Protocol of the Session on December 9, 2005

(Dr. André Hahn, Linksfraktion.PDS: Das ist doch was!)

Die Staatsregierung will also regelmäßig berichten, wobei eine regelmäßige Berichterstattung nicht sinnvoll ist. Das muss sie vor Sprache und Logik selbst verantworten. Trotzdem ist bereits ein Jahr vergangen, das sind zwei halbe. Wenn es Fortschritte gibt, dann gehörte es jetzt schon zur Regel zu berichten, selbst wenn es nur um Mäßiges ginge. Mehr als nichts könnte es immerhin noch sein.

Der Ministerpräsident und sein Leiter der Staatskanzlei verweisen immer wieder stolz und hoffnungsfroh auf die Bausteine der Initiative. Gut. Es sind zwar nur acht, aber versuchen Sie doch endlich eine Baustelle daraus zu machen! Vielleicht wird irgendwann auch noch ein Haus daraus.

(Beifall bei der Linksfraktion.PDS)

Ich könnte an der Stelle enden, mehr gibt die Sache wirklich nicht her. Aber, Herr Präsident, meine Damen und Herren, gestatten Sie mir noch eine Bemerkung.

Vielleicht haben sich einige gewundert – vor allem auch in meiner Fraktion –, dass gerade ich von der Linkspartei so locker über Mitteldeutschland gesprochen habe. Das bedarf einer Erklärung.

Die Wissenschaft von den Mundarten unterscheidet seit jeher niederdeutsche, mitteldeutsche und oberdeutsche Mundarten auf einer Nord-Süd-Achse, weshalb wir zum Beispiel hier in Sachsen, aber auch in Thüringen und in Teilen Sachsen-Anhalts ost-mitteldeutsche Mundarten sprechen – ost-mitteldeutsche, wohlgemerkt, nicht mittelmitteldeutsche.

(Dr. Fritz Hähle, CDU: Und niederösterreichische!)

Denn auf der Ost-West-Achse befinden wir uns hier im Osten Deutschlands und nicht in der Mitte.

(Zuruf des Abg. Volker Bandmann, CDU)

Meine ist eine oberdeutsche, Herr Bandmann.

(Volker Bandmann, CDU: Ich hätte sie im Süden vermutet!)

Nein, es ist eine oberdeutsche, und wenn Sie es genau wissen wollen: eine ost-mittelbairische. (Anmerkung des Redners: Das ist die Schreibtradition, um die Sprache vom Bundesland Bayern unterscheiden zu können.)

(Heiterkeit)

Seien Sie froh, denn würde ich eine südbayerische sprechen, dann würden Sie mich nicht mehr verstehen können.
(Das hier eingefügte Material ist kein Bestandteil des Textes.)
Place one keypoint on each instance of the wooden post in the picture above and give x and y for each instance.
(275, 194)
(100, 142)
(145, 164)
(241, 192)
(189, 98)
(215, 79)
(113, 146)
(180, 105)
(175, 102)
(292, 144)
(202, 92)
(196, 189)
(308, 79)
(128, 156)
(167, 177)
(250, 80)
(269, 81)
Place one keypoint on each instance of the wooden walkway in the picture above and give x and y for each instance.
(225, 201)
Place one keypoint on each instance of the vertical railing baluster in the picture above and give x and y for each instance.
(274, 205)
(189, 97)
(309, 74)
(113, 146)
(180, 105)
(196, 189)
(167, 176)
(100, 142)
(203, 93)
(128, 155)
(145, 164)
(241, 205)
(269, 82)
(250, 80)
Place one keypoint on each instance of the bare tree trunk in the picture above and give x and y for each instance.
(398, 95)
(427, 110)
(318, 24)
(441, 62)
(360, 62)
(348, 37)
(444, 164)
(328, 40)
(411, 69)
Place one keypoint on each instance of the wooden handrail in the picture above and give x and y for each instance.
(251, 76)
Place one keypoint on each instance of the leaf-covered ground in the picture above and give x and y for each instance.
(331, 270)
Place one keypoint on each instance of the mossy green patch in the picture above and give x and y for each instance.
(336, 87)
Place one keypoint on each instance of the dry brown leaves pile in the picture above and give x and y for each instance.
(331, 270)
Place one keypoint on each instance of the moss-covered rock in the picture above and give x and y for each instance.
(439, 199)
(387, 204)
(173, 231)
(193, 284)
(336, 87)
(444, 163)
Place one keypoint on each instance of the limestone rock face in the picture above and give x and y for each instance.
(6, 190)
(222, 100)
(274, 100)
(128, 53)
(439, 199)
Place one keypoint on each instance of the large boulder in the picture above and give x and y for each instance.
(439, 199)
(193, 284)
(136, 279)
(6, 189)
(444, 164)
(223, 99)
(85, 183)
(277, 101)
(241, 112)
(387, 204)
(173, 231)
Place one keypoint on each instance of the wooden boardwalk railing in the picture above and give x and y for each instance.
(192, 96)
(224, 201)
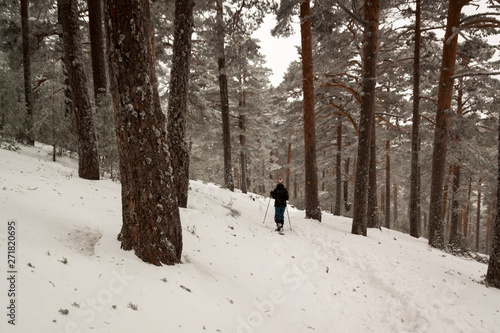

Da gibt es die k-Affrikata und ich würde „kchorn“, „kchnecht“ und „kchind“ sagen.

Aber weil ich Dialektologe bin, habe ich mir der Einfachheit halber hier die mundartlichen Koordinaten zu Eigen gemacht; das verordnet jedoch die Mitte Deutschlands anders, als dies von den Ministerpräsidenten Thüringens, Sachsens und Sachsen-Anhalts in fälschlicher und für die Nachbarn höchst bedrohlicher Weise gemacht wird.

(Zuruf von der CDU: Das interessiert keinen Menschen!)

Aber damit wäre ich schon bei einem anderen Problem, das ich heute und zeitweilig dem Weihnachtsfrieden anheim stellen will.

Der Anspruch, der hinter der Benennung Mitteldeutschlands steht, ist freilich brandgefährlich. Dass dies die Apologeten eines solchen Mitteldeutschlands noch begreifen, habe ich zwar wenig Hoffnung – das beweisen auch die Zwischenrufe aus der rechten Ecke –;

(Zuruf von der NPD: Halbrechts! – Heiterkeit bei der NPD)

aber ich will heute ausnahmsweise – wie einst Paulus in seinem vierten Brief an die Römer über Abraham berichtete – entgegen aller Hoffnung weiter hoffen.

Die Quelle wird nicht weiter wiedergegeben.